Faire fructifier l’agriculture biologique. C’est l’ambition de l’association Arbio, organisme de développement de la bio en Aquitaine. Elle vient de dévoiler son plan d’action qui court jusqu’en 2017. Il vise à atteindre 3.000 producteurs certifiés, contre 2 300 en 2012, 100.000 hectares, contre 60.000 aujourd’hui, et un chiffre d’affaires de 400 millions d’euros, contre 275 millions en 2012.

La viticulture et l’arboriculture à la pointe

Ces objectifs n’ont rien d’insensé, affirme le directeur d’Arbio, Jérôme Cinel, qui se base sur un chiffre d’affaires en hausse de 8 % en 2012. «La bio continue de véhiculer une bonne image, et nous tablons sur une croissance de la consommation de 5 à 10% par an jusqu’en 2017», affirme-t-il. «Mais pour cela, il faut conserver une réglementation stricte», prévient-il.

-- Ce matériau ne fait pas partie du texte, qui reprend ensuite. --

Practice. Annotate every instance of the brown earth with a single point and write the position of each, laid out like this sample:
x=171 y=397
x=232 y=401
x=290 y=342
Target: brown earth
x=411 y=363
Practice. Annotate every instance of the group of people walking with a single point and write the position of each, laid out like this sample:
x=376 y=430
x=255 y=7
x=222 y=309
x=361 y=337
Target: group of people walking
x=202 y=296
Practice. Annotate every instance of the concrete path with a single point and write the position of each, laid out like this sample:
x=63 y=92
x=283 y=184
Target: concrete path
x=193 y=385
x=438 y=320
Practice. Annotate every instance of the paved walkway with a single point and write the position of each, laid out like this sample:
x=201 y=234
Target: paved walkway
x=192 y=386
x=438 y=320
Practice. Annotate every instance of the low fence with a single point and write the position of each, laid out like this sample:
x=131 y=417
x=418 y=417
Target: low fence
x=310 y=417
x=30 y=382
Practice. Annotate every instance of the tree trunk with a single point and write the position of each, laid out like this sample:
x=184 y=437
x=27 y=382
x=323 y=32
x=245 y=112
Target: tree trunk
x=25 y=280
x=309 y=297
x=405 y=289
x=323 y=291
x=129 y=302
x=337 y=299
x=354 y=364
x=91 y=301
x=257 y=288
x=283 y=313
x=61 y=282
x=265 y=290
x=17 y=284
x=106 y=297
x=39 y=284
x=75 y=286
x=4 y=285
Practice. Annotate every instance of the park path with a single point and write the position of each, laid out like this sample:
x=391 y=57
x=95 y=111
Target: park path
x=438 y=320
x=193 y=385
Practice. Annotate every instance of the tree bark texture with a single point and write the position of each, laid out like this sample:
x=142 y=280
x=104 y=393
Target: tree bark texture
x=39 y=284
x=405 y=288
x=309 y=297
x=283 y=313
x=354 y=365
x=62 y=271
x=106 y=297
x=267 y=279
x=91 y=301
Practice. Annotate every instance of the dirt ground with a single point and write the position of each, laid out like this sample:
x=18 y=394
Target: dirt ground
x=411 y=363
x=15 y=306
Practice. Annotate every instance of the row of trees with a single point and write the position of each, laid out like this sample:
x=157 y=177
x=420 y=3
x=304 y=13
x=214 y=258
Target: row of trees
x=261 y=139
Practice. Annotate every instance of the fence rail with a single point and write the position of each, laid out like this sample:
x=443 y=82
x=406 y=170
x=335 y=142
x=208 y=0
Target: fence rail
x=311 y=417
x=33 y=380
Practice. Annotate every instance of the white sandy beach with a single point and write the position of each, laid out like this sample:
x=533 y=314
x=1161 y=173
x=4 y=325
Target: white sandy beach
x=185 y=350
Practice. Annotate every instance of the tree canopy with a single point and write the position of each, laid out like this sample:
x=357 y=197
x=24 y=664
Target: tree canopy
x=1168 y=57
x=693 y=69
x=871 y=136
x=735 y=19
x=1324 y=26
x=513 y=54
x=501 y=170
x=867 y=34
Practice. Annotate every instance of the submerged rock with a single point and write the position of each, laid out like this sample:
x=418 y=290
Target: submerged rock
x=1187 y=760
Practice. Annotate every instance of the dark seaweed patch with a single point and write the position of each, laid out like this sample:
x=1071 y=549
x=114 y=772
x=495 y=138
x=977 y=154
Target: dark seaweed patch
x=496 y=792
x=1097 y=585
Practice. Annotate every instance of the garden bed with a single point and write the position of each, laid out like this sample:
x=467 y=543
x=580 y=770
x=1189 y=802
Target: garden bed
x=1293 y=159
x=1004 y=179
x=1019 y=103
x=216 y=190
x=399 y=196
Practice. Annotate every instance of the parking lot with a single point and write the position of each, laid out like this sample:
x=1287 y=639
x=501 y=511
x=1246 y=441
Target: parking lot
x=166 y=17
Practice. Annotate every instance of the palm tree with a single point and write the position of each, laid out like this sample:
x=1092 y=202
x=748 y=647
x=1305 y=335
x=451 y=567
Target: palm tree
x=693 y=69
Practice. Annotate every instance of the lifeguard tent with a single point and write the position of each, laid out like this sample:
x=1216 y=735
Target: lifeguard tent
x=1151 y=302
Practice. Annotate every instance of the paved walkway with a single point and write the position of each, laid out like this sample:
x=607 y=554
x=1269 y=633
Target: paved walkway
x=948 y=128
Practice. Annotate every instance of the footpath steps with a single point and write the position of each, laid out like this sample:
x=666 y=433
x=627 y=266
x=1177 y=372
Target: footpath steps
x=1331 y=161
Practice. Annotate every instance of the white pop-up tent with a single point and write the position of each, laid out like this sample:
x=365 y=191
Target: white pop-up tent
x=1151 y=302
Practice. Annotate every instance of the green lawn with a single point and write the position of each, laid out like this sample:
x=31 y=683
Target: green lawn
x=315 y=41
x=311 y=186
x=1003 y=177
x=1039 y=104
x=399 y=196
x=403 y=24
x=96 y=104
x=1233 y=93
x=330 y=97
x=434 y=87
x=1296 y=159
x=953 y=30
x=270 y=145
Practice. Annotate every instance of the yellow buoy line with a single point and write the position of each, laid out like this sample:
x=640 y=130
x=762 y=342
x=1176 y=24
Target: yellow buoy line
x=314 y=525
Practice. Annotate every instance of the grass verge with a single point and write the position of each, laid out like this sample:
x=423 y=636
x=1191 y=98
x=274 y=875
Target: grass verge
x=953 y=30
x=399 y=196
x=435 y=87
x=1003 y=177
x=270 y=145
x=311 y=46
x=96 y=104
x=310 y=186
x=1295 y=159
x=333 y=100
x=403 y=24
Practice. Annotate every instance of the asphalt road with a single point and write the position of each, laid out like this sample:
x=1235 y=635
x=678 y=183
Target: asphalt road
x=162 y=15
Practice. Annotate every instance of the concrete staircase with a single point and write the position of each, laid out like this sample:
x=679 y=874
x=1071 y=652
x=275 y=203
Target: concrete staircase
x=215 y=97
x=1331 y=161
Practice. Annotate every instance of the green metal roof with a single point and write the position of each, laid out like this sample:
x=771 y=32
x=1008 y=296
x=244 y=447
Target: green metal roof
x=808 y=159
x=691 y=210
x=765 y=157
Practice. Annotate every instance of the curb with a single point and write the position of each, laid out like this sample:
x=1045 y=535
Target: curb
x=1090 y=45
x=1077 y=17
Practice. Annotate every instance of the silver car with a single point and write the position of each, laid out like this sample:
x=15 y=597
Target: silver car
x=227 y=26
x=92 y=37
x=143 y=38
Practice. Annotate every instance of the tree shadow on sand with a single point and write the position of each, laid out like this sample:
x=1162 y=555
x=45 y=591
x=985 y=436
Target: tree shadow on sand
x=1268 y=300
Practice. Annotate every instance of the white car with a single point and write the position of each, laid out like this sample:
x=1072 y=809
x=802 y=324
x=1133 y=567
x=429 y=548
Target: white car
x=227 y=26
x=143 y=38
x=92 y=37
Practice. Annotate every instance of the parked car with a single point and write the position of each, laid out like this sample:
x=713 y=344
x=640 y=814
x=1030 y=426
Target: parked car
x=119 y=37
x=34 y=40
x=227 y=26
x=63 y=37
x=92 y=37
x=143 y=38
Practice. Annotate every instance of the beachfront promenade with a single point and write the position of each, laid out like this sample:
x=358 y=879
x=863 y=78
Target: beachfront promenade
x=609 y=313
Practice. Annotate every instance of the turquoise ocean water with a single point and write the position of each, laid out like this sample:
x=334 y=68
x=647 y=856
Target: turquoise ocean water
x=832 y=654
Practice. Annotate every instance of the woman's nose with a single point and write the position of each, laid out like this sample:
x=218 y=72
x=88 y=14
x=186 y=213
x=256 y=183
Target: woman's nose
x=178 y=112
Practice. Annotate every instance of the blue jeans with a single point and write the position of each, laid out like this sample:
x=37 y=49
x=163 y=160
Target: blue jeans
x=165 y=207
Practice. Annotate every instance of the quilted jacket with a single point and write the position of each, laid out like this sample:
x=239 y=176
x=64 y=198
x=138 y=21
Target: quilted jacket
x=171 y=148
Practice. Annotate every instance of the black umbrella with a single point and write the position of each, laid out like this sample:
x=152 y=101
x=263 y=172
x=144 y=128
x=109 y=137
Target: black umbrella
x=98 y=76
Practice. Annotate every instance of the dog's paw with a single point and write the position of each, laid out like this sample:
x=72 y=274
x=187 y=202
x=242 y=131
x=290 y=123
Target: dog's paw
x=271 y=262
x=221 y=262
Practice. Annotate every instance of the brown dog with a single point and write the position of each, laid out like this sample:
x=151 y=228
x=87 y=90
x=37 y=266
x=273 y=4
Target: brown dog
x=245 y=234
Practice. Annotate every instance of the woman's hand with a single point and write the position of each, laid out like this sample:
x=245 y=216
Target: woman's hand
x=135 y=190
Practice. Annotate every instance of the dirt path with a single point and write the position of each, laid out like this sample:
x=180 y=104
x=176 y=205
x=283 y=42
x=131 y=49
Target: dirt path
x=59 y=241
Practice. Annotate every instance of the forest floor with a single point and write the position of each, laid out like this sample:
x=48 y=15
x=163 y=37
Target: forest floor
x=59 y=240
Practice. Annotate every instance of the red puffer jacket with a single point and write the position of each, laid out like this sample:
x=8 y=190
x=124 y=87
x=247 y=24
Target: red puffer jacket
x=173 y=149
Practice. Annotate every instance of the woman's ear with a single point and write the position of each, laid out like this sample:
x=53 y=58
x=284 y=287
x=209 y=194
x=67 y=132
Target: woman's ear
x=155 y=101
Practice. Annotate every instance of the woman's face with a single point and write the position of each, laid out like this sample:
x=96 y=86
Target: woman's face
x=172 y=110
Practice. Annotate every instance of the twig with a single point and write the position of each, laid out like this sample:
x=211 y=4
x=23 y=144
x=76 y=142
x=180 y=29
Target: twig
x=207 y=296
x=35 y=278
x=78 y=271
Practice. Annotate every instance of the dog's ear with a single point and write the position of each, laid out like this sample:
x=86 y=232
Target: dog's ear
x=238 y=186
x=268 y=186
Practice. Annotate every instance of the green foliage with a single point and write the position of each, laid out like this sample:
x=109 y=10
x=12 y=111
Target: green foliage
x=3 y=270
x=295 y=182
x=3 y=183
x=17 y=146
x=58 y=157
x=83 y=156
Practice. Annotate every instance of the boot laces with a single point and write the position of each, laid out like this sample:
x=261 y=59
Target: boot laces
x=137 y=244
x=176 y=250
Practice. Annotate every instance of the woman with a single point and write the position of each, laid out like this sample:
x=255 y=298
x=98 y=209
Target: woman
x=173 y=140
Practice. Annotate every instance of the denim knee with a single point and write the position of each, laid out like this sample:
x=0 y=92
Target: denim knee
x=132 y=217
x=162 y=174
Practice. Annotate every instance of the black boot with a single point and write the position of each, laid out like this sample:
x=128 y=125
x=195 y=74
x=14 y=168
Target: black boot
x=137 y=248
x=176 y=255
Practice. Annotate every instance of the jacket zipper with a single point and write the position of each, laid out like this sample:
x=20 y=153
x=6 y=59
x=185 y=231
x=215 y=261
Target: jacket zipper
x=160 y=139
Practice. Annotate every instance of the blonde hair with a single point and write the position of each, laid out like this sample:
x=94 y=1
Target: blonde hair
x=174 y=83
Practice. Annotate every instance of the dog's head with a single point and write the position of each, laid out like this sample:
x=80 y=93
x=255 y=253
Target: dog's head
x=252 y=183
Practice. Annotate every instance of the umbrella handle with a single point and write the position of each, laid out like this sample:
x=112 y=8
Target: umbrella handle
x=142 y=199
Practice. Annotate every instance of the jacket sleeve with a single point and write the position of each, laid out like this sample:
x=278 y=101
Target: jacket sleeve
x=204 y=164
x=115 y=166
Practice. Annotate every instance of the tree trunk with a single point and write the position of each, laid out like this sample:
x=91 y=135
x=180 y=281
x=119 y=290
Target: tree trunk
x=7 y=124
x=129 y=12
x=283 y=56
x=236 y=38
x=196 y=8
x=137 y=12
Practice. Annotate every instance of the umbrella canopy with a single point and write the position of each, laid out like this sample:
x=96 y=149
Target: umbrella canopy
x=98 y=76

Les secteurs qui devraient le plus se développer sont la viticulture et l’arboriculture. «La viticulture connaît un développement rapide, souligne Jérôme Cinel, de l’ordre de + 25% sur la région en 2012. Elle représente 10% des exploitations, avec des situations certes très disparates en fonction des secteurs, mais on sent une volonté des professionnels d’abandonner des produits néfastes pour l’environnement.»

Jérôme Cinel reconnaît en revanche que «les systèmes de monoculture, tels qu’on en rencontre dans le sud de la région avec le maïs, sont moins adaptés au passage à la bio.» Selon un sondage réalisé en 2012, 45% des agriculteurs de la région pensent que la bio est une «solution d’avenir.»

L’Aquitaine est la cinquième région de France en surface agricole certifiée bio.